Samia Yaba Nkrumah, known throughout Ghana and in many parts of the world simply as Samia, is the only daughter of Ghana’s first President, the legendary Osagyefo Dr. Kwame Nkrumah and his Egyptian wife, Madam Fathia Ritz. This unique circumstance of Pan-African birth and cultural inclinations underpin her belief in African unity. A belief and a political conviction that relies as much on the many texts of her father as it does on her own studies, interactions with…..Read More


  Speakers

Kedumetse Motlhankane

Northwest University

“Redefining Womanhood: a critic of the re-presentation of the changing position of women in Dangarembga’s The Book of Not (2006) and Kopano Matlwa’s Coconut (2007)”

Kedumetse Motlhankane is a lecturer at the University of North-west Potchefstroom campus under the school of languages. She lecturers in the department of Academic Literacy. She holds a BA Degree in Drama from the university of Pretoria, and Honours and Masters in English from the University of North-west.


Prof Andries Oliphant

UNISA

“Tradition and Democracy: Strategies of Inclusion and Exclusion in the Post Colony”.

Andries Walter Oliphant is a literary scholar and cultural policy advisor. He chaired the Ministerial Arts and Culture Task Team and co-wrote the White Paper on Arts, Culture and Heritage. He chaired the Arts Culture Trust from 1995 to 2007.

He is co-editor of the Journal of Literary Studies and Deputy Editor of the English Academy Review. He serves on the editorial boards of Alternation: Interdisciplinary Journal of the Arts and Humanities in Southern Africa, Scrutiny 2: Issues English Studies in Southern Africa and De Arte. He is Founding Editor of Baobab: South African Journal of New Writing.

His writings on South African literature, art and photography are published locally and internationally. He is the recipient of the Thomas Pringle Award for Short Stories and the Book Journalist of the Year Award.

He was Special International Guest of the Nobel Prize Awards held in Stockholm in 1998 and a participant in the First White House Seminar on Culture and Diplomacy hosted by President Bill Clinton in 2000. He chairs the Council of Ditsong: Museums of South Africa and serves on the Council of the National English Literary Museum.

He heads the Division Theory of Literature at the University of South Africa. He is a Research Fellow at the Mapungubwe Institute for Strategic Reflection, commissioned by the Department of Arts and Culture to draft a National Strategy on Social Cohesion and Nation Building.

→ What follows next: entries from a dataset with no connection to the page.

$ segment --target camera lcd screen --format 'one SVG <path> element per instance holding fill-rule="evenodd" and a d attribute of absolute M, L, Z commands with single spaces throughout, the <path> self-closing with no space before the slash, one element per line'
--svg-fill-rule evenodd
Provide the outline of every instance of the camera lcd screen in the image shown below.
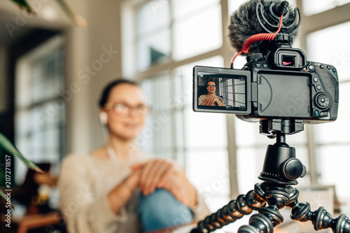
<path fill-rule="evenodd" d="M 204 66 L 193 71 L 195 111 L 250 113 L 249 71 Z"/>

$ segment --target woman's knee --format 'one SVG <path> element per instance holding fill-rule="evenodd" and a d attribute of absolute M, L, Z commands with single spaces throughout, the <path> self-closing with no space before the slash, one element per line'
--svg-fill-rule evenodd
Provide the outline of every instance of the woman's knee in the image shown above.
<path fill-rule="evenodd" d="M 147 231 L 183 225 L 193 220 L 190 209 L 164 189 L 141 197 L 139 215 Z"/>

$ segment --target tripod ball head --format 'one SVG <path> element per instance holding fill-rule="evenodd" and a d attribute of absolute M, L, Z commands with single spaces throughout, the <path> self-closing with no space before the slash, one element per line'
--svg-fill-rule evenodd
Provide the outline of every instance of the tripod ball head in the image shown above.
<path fill-rule="evenodd" d="M 306 167 L 300 160 L 293 158 L 284 162 L 281 165 L 283 174 L 290 180 L 296 180 L 299 177 L 304 177 L 306 175 Z"/>

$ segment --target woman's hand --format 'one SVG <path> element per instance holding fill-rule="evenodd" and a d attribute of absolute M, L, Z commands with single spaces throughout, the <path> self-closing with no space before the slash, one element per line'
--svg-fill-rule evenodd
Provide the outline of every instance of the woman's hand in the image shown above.
<path fill-rule="evenodd" d="M 132 169 L 141 169 L 139 184 L 144 195 L 151 194 L 156 188 L 164 188 L 183 204 L 190 206 L 196 204 L 197 191 L 187 179 L 183 169 L 174 163 L 153 160 L 134 164 Z"/>

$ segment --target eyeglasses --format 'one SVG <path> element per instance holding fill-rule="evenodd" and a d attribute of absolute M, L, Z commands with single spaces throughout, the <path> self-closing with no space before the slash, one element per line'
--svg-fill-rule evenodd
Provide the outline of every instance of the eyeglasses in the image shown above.
<path fill-rule="evenodd" d="M 147 105 L 139 104 L 136 106 L 131 106 L 124 103 L 106 104 L 104 108 L 106 110 L 112 108 L 116 114 L 122 116 L 130 115 L 132 110 L 134 111 L 137 115 L 144 115 L 150 110 L 150 107 Z"/>

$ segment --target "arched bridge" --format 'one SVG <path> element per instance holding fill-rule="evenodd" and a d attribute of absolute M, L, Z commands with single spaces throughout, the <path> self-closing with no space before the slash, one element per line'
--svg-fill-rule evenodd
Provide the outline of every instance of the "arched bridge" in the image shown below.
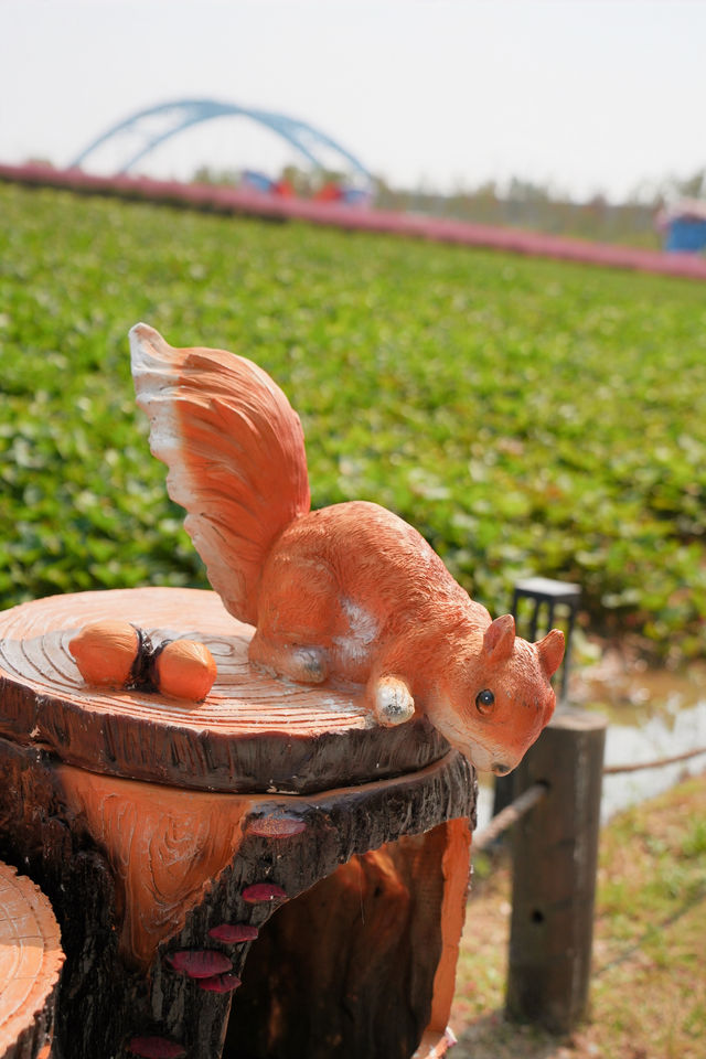
<path fill-rule="evenodd" d="M 338 164 L 366 186 L 370 186 L 373 180 L 372 174 L 354 154 L 332 140 L 330 136 L 307 125 L 306 121 L 271 110 L 257 110 L 233 103 L 220 103 L 216 99 L 176 99 L 172 103 L 162 103 L 157 107 L 149 107 L 147 110 L 139 110 L 93 140 L 74 159 L 72 167 L 81 168 L 97 148 L 108 141 L 117 143 L 125 140 L 129 150 L 126 152 L 126 160 L 119 172 L 127 173 L 164 140 L 171 139 L 192 125 L 228 116 L 249 118 L 271 129 L 318 169 L 333 168 L 331 165 L 331 156 L 333 156 Z"/>

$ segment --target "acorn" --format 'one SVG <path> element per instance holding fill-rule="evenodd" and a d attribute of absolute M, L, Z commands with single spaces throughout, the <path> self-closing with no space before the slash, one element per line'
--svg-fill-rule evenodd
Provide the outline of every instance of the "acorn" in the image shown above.
<path fill-rule="evenodd" d="M 162 695 L 200 703 L 216 678 L 216 664 L 204 643 L 172 640 L 154 654 L 154 683 Z"/>
<path fill-rule="evenodd" d="M 84 625 L 68 643 L 87 684 L 124 687 L 131 680 L 141 637 L 129 621 L 96 621 Z"/>

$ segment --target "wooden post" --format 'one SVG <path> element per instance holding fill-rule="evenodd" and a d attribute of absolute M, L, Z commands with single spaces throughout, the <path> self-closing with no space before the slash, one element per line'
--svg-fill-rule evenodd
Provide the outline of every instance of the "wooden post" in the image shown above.
<path fill-rule="evenodd" d="M 507 1015 L 553 1033 L 588 1002 L 606 726 L 560 710 L 515 774 L 516 794 L 534 783 L 547 794 L 513 834 Z"/>

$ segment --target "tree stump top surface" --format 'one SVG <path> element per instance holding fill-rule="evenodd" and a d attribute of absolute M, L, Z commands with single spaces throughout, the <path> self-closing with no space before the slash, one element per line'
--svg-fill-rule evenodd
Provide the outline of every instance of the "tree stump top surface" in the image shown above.
<path fill-rule="evenodd" d="M 87 686 L 68 651 L 90 622 L 205 643 L 203 703 Z M 97 772 L 202 790 L 311 793 L 415 771 L 448 745 L 425 718 L 377 726 L 359 687 L 311 687 L 250 666 L 253 628 L 215 592 L 143 588 L 52 596 L 0 613 L 0 732 Z"/>
<path fill-rule="evenodd" d="M 58 926 L 40 888 L 0 862 L 0 1056 L 12 1055 L 51 1002 L 64 962 Z"/>

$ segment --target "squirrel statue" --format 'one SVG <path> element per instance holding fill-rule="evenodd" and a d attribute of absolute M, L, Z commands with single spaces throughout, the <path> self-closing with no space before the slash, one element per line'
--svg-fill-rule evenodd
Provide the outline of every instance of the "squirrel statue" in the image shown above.
<path fill-rule="evenodd" d="M 310 510 L 303 431 L 276 383 L 223 350 L 130 331 L 138 405 L 169 495 L 250 662 L 306 684 L 364 685 L 378 724 L 426 714 L 477 768 L 510 772 L 548 724 L 564 655 L 553 629 L 491 620 L 416 530 L 367 502 Z"/>

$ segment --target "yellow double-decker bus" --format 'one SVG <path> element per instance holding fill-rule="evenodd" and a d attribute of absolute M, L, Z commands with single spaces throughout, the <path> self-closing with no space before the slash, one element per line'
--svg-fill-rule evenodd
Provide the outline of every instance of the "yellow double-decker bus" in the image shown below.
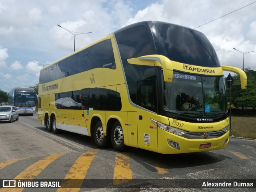
<path fill-rule="evenodd" d="M 143 22 L 43 68 L 38 120 L 49 131 L 92 137 L 100 148 L 161 153 L 222 149 L 229 118 L 223 71 L 202 33 Z"/>

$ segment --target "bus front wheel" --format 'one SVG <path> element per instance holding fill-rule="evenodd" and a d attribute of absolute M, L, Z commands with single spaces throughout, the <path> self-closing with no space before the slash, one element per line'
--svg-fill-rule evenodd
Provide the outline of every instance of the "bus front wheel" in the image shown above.
<path fill-rule="evenodd" d="M 54 134 L 58 134 L 60 133 L 60 129 L 57 129 L 56 127 L 56 118 L 55 116 L 54 116 L 52 118 L 52 130 Z"/>
<path fill-rule="evenodd" d="M 114 124 L 111 129 L 111 135 L 113 148 L 118 151 L 124 151 L 126 147 L 124 140 L 124 133 L 119 122 L 116 121 Z"/>
<path fill-rule="evenodd" d="M 107 136 L 104 135 L 102 124 L 100 121 L 97 122 L 95 125 L 94 137 L 95 144 L 99 148 L 104 148 L 106 146 Z"/>

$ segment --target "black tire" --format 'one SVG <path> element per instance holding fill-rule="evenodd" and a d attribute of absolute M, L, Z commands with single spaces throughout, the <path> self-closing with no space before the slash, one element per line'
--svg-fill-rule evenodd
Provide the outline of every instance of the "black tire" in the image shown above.
<path fill-rule="evenodd" d="M 124 140 L 123 129 L 118 121 L 116 122 L 111 129 L 111 143 L 113 148 L 119 151 L 123 151 L 126 149 Z"/>
<path fill-rule="evenodd" d="M 95 125 L 94 131 L 94 143 L 99 148 L 106 148 L 107 146 L 107 137 L 103 135 L 103 128 L 102 124 L 100 121 L 98 121 Z"/>
<path fill-rule="evenodd" d="M 60 133 L 60 130 L 56 127 L 56 118 L 54 115 L 52 118 L 52 121 L 51 121 L 52 122 L 51 126 L 52 127 L 52 132 L 53 132 L 54 134 L 58 134 Z"/>
<path fill-rule="evenodd" d="M 51 132 L 52 131 L 52 127 L 51 126 L 51 121 L 49 119 L 49 116 L 47 116 L 46 117 L 46 130 L 47 130 L 49 132 Z"/>
<path fill-rule="evenodd" d="M 11 118 L 10 119 L 10 123 L 12 123 L 12 116 L 11 116 Z"/>

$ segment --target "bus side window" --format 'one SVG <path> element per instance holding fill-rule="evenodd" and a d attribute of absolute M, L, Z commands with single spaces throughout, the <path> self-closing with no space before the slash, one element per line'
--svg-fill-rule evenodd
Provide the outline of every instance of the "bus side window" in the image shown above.
<path fill-rule="evenodd" d="M 142 81 L 137 84 L 137 104 L 156 112 L 156 91 L 154 79 Z"/>
<path fill-rule="evenodd" d="M 92 49 L 88 48 L 78 53 L 77 73 L 85 71 L 92 69 L 93 53 Z"/>

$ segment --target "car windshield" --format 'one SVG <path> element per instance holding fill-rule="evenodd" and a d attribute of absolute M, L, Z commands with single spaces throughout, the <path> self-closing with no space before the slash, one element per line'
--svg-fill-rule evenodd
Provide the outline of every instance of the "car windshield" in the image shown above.
<path fill-rule="evenodd" d="M 36 95 L 34 93 L 16 92 L 15 105 L 20 107 L 31 107 L 36 105 Z"/>
<path fill-rule="evenodd" d="M 11 111 L 11 107 L 0 107 L 0 112 L 6 112 Z"/>
<path fill-rule="evenodd" d="M 171 83 L 165 83 L 165 110 L 178 115 L 196 116 L 227 112 L 223 76 L 174 72 L 173 79 Z"/>

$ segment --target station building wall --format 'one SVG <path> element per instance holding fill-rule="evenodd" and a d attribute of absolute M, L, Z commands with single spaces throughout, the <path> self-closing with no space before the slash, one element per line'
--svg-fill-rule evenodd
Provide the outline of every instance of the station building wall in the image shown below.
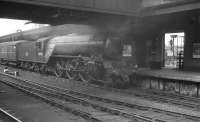
<path fill-rule="evenodd" d="M 200 18 L 194 13 L 144 18 L 136 45 L 137 62 L 145 67 L 150 67 L 152 61 L 159 67 L 164 66 L 164 34 L 185 32 L 184 70 L 200 71 L 200 57 L 194 58 L 194 48 L 200 55 Z"/>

He is serving as an adjudicator on the South African Literary Awards Adjudication Panel since 2010.


Dr Marlies Taljard

North-West University, Potchefstroom Campus

Dr Marlies Taljard was born in Pretoria where she attended school and received the BA (THOD) degree. She received an Hons. BA and MA from the PU vir CHO and a PhD in literary theory and the poetics of Antjie Krog from the NWU. She has presented several papers on national and international conferences and regularly writes book reviews for local and international newspapers and academic journals. She has published widely, both nationally and internationally. Her solo blog on a prestigious SA poetry website is widely read. She serves on the editorial staff of several accredited and non-accredited journals and acts as adjudicator for several literary awards. She is the member of the South African Literary Awards Advisory Board.

Dr Zagba Narh Oyortey

“The African Literary Imagination and the Quest for African Liberation”

Executive Director of the Ghana Museums and Monuments Board since 2013, Dr Zagba Oyortey is a cultural management expert with experience of delivering work in both the tangible and intangible aspects of Heritage.

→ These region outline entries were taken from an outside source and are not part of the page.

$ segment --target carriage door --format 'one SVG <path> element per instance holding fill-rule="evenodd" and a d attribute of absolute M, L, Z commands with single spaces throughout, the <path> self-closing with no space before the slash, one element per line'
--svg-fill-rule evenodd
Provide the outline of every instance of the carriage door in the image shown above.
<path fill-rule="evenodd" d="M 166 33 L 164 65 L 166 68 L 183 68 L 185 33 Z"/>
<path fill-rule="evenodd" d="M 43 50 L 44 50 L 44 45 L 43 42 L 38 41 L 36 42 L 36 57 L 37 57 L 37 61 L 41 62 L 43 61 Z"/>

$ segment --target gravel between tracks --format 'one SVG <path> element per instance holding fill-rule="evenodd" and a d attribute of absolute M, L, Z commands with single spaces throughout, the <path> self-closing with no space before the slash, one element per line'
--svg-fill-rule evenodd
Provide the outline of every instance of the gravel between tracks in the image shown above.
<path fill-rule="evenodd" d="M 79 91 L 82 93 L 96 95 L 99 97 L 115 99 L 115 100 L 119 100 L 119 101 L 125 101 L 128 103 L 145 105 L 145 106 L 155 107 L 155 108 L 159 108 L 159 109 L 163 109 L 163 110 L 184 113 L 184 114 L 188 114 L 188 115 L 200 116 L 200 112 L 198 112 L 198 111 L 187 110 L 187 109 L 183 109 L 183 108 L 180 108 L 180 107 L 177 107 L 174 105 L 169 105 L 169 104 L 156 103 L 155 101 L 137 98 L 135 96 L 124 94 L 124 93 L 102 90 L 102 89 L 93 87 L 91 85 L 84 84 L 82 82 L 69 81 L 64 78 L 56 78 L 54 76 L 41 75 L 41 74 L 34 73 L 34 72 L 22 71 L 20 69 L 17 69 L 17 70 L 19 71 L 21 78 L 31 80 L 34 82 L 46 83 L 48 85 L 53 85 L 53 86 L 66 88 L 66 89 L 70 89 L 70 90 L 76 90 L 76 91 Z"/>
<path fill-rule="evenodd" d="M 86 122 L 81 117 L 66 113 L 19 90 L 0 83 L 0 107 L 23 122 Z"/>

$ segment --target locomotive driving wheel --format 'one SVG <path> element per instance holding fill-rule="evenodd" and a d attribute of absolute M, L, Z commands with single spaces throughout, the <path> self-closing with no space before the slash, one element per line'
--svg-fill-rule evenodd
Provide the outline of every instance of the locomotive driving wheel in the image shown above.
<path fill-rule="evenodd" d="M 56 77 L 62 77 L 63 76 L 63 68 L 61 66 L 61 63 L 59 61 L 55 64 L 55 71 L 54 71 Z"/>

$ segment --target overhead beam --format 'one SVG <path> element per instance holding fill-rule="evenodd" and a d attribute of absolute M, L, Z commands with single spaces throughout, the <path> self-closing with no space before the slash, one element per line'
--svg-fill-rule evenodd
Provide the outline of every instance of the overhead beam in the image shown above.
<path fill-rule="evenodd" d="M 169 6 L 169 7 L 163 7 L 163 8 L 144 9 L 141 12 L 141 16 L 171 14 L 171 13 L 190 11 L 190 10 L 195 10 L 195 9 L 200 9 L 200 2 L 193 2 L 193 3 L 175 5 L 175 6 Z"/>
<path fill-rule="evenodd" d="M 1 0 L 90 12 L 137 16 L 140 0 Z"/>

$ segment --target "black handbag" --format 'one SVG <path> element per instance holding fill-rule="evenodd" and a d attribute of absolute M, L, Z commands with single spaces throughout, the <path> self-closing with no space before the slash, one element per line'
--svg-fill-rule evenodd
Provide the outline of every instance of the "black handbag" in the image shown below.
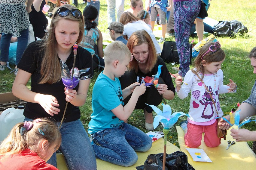
<path fill-rule="evenodd" d="M 190 63 L 192 58 L 192 44 L 189 44 L 190 49 Z M 180 59 L 175 41 L 165 41 L 163 42 L 163 50 L 160 55 L 161 57 L 166 63 L 180 63 Z"/>

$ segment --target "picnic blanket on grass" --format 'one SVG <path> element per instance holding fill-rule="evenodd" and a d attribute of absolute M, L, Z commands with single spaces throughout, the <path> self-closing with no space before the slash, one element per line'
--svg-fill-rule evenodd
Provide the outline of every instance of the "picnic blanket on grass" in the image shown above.
<path fill-rule="evenodd" d="M 180 126 L 176 126 L 178 133 L 178 141 L 181 151 L 187 156 L 188 162 L 197 170 L 205 169 L 255 169 L 256 155 L 245 142 L 236 142 L 227 150 L 227 141 L 235 141 L 230 136 L 230 130 L 227 130 L 227 140 L 221 139 L 221 143 L 215 148 L 209 148 L 203 141 L 203 135 L 202 145 L 198 148 L 203 149 L 212 162 L 196 162 L 186 148 L 184 131 Z"/>

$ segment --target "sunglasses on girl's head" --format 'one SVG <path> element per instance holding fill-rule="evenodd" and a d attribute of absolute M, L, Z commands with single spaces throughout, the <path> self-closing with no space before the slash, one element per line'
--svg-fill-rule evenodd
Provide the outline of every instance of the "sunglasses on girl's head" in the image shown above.
<path fill-rule="evenodd" d="M 205 54 L 208 53 L 209 51 L 211 51 L 213 52 L 215 52 L 219 49 L 220 48 L 219 48 L 217 50 L 217 47 L 220 48 L 221 46 L 221 45 L 220 43 L 220 42 L 218 41 L 217 41 L 215 42 L 214 45 L 210 45 L 210 46 L 209 47 L 209 49 L 208 50 L 208 51 L 206 51 L 206 52 L 203 54 L 203 55 L 202 56 L 201 59 L 203 60 L 203 57 L 204 56 Z"/>
<path fill-rule="evenodd" d="M 67 4 L 69 3 L 68 2 L 64 2 L 64 1 L 60 1 L 60 3 L 62 4 Z"/>
<path fill-rule="evenodd" d="M 147 13 L 148 13 L 146 11 L 145 11 L 145 13 L 144 13 L 144 16 L 143 16 L 143 19 L 142 19 L 142 20 L 145 19 L 145 17 L 146 17 L 146 16 L 147 15 Z"/>
<path fill-rule="evenodd" d="M 78 9 L 75 8 L 69 10 L 66 7 L 60 7 L 57 10 L 54 16 L 57 14 L 60 16 L 66 16 L 71 13 L 74 17 L 76 18 L 82 18 L 82 12 Z"/>

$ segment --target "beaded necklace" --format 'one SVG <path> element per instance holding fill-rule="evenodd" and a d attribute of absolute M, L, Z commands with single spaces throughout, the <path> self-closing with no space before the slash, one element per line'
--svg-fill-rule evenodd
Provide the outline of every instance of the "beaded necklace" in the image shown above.
<path fill-rule="evenodd" d="M 200 75 L 201 76 L 201 77 L 203 77 L 203 74 L 201 72 L 200 72 Z M 214 79 L 214 89 L 213 89 L 212 91 L 211 92 L 210 91 L 210 90 L 209 90 L 208 92 L 207 89 L 206 89 L 206 85 L 205 85 L 205 84 L 204 84 L 204 82 L 203 81 L 203 80 L 202 79 L 202 83 L 203 83 L 203 85 L 205 89 L 205 91 L 206 92 L 207 92 L 209 93 L 211 93 L 212 92 L 215 91 L 215 89 L 216 88 L 216 80 L 215 79 L 215 74 L 214 73 L 213 73 L 213 78 Z"/>

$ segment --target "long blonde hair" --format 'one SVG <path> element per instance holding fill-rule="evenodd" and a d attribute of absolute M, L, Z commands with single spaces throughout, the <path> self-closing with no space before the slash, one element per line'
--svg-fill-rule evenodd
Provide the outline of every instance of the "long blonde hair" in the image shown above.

Dr Oyortey has during the past 20 years worked in the private, public and non-governmental sectors, providing advice on cultural policy, producing exhibitions, festivals and managing cultural organizations. He has consulted for, among others, the British museums, the Art Council of England and the Royal Geographical Society.

Since 2004, Oyortey has been a member of the Scientific and Technical Committee of the Observatory of Cultural Policies in Africa.